Un nuovo grido di dolore per il Libano in pericolo

Di Eid Camille
10 Maggio 2007

Ore decisive per il Libano. Il Consiglio di sicurezza dell’Onu si appresta a istituire il tribunale internazionale chiamato a processare i responsabili dell’assassinio dell’ex premier Hariri e di altri omicidi politici. E lo farà probabilmente in base al capitolo sette che prevede l’eventuale uso della forza. Segno, questo, che in Libano lo Stato non funziona più regolarmente. Ed è proprio così, dal momento che una profonda crisi politica paralizza da mesi l’azione delle pubbliche istituzioni. Un appello a non dimenticare il “paese-messaggio”, come Giovanni Paolo II soleva definire il Libano, è stato lanciato da Milano nel corso di una visita del Patriarca maronita, il cardinale Nasrallah Pierre Sfeir, nel capoluogo lombardo. «Il Libano senza cristiani non sarà più il Libano», ha detto il prelato alludendo all’emigrazione dei suoi fedeli in terre lontane. «Le correnti fondamentaliste – ha precisato – hanno una grossa responsabilità perché sconvolgono il tradizionale spirito di convivenza con l’islam, ma i cristiani sono forse consci di portare una missione?». «L’attuale crisi politica in Libano – ha detto ancora – è senza precedenti e noi come Chiesa ci adoperiamo per scongiurare i pericoli che si addensano all’orizzonte, ma ciò non dipende solo da noi.
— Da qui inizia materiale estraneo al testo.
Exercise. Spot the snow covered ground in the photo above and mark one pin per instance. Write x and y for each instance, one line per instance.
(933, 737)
Molti stati si ostinano ancora a intervenire nei nostri affari». Sul valore della libertà nel paese dei cedri Sfeir ha fatto un esempio eloquente: «Datemi il nome di un solo paese arabo in cui gli oppositori osano barricarsi per cinque mesi nella piazza centrale della capitale senza temere di essere falciati dalle cannonate». Forse per questo il Libano non potrà morire. «Le ore più buie della notte – ha ricordato Sfeir – sono quelle che precedono l’alba».
camilleid@iol.it

Articoli correlati

0 commenti

Non ci sono ancora commenti.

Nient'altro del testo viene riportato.